Michael Ferdig

Considering the common status of malaria infections, new strategies to combat them are duly welcome. A team at the University of Notre Dame has created a gene chip that apparently detects malaria drug resistance.

The medical fraternity and human beings cannot afford to lose the drug derived from Artemisinin, which has recently fallen prey to resistant malarial parasite. For this trial, the scientists used the gene chip to conduct an extensive genetic analysis of malaria specimens. The scientists believed that this chip could examine nearly 7,000 useful single nucleotide polymorphisms (SNPs) spread out evenly over the pathogen’s genome.

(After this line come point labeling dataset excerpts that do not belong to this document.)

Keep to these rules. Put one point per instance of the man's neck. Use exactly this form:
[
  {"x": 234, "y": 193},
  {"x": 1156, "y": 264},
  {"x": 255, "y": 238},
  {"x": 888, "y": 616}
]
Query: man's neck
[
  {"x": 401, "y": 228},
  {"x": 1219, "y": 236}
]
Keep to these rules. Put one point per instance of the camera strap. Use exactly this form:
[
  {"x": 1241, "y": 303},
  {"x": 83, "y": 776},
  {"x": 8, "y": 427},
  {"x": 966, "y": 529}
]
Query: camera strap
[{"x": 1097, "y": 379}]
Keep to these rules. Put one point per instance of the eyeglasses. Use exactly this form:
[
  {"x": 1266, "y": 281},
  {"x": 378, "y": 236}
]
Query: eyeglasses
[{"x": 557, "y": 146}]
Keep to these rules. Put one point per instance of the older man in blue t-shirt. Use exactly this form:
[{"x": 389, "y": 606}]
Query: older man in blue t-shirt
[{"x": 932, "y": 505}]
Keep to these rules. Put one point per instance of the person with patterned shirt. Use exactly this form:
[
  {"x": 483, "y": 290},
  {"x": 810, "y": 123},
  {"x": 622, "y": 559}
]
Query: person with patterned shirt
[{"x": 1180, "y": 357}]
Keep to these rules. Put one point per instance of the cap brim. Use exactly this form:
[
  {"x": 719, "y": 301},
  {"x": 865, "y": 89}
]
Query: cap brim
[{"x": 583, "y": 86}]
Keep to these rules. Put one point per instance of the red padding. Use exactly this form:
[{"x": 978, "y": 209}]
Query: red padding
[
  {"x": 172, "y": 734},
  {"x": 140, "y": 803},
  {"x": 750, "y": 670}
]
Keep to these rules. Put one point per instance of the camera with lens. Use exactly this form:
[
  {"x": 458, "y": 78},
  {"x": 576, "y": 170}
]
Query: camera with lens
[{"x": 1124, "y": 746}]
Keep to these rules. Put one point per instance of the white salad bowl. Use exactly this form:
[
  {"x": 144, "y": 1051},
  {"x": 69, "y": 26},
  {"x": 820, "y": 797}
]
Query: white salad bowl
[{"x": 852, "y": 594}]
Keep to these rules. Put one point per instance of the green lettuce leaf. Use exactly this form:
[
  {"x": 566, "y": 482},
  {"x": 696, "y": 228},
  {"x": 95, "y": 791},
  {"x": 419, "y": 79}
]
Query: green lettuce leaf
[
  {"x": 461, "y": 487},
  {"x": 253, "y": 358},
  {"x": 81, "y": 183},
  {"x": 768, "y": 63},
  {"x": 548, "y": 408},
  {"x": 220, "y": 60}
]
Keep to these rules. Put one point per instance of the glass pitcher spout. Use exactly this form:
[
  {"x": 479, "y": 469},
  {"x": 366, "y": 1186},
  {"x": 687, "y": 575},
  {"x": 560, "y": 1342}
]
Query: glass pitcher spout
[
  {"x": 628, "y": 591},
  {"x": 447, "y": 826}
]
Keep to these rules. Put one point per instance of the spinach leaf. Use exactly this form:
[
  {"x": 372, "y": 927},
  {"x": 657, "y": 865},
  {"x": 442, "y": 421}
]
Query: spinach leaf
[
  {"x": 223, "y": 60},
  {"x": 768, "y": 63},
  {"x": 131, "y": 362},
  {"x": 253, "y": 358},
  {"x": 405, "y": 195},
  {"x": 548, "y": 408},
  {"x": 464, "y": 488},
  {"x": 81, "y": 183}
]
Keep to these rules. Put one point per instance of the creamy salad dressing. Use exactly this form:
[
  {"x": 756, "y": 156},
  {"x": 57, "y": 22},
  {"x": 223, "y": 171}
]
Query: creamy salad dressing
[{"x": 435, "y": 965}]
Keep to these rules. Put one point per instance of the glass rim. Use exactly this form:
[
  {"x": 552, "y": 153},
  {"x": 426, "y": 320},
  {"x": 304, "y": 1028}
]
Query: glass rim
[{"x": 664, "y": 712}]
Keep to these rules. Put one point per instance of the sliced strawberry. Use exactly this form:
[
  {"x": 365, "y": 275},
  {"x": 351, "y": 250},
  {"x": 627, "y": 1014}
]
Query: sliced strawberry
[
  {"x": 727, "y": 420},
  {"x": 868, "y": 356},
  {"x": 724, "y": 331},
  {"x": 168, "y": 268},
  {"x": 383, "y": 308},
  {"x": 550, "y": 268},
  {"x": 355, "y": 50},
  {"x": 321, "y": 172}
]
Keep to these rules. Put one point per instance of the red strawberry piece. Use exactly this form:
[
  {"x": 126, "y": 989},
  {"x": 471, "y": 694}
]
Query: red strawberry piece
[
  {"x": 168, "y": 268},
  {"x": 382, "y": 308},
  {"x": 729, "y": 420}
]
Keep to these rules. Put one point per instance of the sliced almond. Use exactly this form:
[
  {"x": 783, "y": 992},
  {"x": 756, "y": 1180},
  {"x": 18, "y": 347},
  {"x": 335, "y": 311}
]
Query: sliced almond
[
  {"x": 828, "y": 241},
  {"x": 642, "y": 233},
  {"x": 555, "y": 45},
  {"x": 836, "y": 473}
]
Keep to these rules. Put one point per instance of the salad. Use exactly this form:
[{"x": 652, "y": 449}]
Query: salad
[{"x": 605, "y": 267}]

“For past drugs, most notably chloroquine, discovery of mutations causing resistance and an understanding of how resistance arose and spread has been ‘retrospective’: too late to do any good, after the drug has already failed. We can use our novel method to see resistance as it is emerging, respond in real time and modify strategies to save a drug, such as protecting it with new formulations and combinations tailored to the specific location of emergence,” commented Notre Dame’s Michael Ferdig, associate professor of biological sciences.

With this approach, the team gained an insight on resistance mechanisms and stumbled upon biomarkers for the same. This will provide a fair idea of adjusting artemisinin use possibly by altering the compositions of partner medications. Thus, the speed of malarial resistance could be regulated and controlled in the process.

The findings are published in the latest edition of the journal, Science.